Pendampingan sosial dilakukan untuk menjaga stabilitas keamanan dan ketertiban.
Langkah tersebut dinilai penting untuk mencegah potensi gesekan sosial.
Kabid Humas Polda Sumsel Kombes Pol Nandang Mu’min Wijaya menjelaskan bahwa seluruh kegiatan difokuskan pada hasil yang terukur.
Ia menyebut arahan Kapolda jelas, yaitu mengedepankan visualisasi aksi nyata.
Program ketahanan pangan dijalankan langsung di lapangan.
Sinergitas bersama ojol dan buruh diperkuat melalui kegiatan konkret.
Menurutnya, manfaat program harus benar-benar dirasakan masyarakat.
Selain sektor pangan, Polda Sumsel juga mendukung Program Makan Bergizi Gratis.
Program tersebut menjadi bagian dari kebijakan strategis nasional.
Polda Sumsel memperkuat dukungan melalui pengembangan aplikasi MBG 3T.
Aplikasi tersebut menjangkau wilayah terdepan, terluar, dan tertinggal di Sumatera Selatan.

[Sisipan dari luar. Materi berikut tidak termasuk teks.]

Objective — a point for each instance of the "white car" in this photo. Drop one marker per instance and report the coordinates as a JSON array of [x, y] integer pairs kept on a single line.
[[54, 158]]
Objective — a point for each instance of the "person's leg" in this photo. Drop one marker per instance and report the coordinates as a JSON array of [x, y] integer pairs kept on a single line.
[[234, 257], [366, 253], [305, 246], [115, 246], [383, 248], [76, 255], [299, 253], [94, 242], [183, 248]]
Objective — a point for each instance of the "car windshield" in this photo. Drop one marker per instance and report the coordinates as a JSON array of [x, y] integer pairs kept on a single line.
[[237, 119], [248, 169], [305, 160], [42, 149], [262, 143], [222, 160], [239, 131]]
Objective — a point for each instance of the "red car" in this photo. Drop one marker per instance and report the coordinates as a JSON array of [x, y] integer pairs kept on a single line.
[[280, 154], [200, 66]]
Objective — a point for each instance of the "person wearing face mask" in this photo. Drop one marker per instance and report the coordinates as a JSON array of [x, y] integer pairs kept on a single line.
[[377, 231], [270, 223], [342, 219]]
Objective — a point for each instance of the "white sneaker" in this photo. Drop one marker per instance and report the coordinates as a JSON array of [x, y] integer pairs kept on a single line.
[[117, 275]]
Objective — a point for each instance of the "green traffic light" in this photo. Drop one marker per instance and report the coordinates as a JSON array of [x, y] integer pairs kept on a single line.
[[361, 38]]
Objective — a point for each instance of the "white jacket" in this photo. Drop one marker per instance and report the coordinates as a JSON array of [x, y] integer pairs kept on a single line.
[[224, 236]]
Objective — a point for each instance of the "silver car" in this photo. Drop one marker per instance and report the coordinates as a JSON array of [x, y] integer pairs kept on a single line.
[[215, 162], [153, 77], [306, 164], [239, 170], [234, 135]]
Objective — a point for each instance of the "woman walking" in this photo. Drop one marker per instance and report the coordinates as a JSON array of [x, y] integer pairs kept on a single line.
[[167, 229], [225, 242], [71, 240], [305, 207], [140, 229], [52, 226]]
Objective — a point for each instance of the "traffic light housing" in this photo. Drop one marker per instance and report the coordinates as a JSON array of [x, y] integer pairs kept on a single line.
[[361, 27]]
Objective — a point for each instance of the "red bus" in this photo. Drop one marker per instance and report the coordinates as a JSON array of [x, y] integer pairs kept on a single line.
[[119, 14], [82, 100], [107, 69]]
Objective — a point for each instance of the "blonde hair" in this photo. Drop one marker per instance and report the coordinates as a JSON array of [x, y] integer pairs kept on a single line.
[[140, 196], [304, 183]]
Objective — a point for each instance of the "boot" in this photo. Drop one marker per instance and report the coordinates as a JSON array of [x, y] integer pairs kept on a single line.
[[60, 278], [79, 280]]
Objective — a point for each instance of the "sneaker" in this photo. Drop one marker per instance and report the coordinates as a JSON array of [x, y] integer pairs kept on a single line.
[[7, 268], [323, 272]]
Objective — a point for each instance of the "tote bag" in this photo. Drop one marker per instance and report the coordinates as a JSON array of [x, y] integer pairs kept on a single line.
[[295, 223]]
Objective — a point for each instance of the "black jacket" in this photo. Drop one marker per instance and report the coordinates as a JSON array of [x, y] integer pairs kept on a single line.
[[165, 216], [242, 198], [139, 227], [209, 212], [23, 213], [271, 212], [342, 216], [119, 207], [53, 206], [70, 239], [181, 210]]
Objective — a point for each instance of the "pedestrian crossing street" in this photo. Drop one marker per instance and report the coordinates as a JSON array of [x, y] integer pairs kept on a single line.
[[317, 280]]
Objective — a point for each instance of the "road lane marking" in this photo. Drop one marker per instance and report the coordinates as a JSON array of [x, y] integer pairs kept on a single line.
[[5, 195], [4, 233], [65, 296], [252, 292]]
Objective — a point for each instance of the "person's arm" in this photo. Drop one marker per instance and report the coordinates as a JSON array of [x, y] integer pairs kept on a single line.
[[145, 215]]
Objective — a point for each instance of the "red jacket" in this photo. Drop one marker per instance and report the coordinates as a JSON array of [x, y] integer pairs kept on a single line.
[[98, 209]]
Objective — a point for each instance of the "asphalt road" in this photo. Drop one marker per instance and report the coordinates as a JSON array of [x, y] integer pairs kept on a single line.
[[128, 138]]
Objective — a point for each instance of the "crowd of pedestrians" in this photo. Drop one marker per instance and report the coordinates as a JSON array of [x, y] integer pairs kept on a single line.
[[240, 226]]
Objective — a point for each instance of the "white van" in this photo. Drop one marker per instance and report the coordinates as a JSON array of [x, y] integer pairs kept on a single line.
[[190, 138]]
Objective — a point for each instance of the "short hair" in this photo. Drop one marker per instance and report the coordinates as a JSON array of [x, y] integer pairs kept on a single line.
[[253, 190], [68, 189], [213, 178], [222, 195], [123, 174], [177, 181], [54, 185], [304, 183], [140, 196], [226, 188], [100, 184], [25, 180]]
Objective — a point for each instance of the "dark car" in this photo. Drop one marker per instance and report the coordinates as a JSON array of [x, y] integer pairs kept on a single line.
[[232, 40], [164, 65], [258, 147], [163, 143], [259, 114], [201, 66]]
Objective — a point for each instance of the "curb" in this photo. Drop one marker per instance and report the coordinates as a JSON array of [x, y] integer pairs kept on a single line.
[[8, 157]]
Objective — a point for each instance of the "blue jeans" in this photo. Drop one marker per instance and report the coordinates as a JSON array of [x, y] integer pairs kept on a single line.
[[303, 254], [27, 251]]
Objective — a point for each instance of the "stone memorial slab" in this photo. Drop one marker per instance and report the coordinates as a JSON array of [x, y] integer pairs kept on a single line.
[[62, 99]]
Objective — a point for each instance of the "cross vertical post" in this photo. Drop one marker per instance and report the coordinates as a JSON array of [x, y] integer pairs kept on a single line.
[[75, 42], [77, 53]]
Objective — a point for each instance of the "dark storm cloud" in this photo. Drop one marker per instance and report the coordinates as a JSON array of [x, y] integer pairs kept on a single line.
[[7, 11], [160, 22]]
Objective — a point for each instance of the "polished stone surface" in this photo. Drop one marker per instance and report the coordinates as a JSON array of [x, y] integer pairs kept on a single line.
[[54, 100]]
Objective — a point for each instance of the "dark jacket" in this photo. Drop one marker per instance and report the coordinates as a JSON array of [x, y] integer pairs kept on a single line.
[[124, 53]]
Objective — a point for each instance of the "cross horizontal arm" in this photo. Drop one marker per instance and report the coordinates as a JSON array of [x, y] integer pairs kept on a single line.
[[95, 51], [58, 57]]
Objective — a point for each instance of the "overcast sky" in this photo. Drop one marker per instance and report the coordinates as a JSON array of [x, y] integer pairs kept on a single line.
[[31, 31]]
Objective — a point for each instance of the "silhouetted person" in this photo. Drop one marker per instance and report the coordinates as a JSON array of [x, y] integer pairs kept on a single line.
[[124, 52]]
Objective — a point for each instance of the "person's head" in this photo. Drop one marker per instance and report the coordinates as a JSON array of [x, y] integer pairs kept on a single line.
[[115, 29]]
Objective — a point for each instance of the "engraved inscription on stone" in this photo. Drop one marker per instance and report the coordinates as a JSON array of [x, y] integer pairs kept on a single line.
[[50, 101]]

Kapolda meminta seluruh jajaran memastikan implementasi program berjalan efektif.
Ia juga menekankan pentingnya pengawasan dan pelaporan berkala.
Menjelang kunjungan kerja Kapolri, Polda Sumsel menyiapkan sejumlah agenda strategis.
Beberapa fasilitas publik akan diresmikan dalam kunjungan tersebut.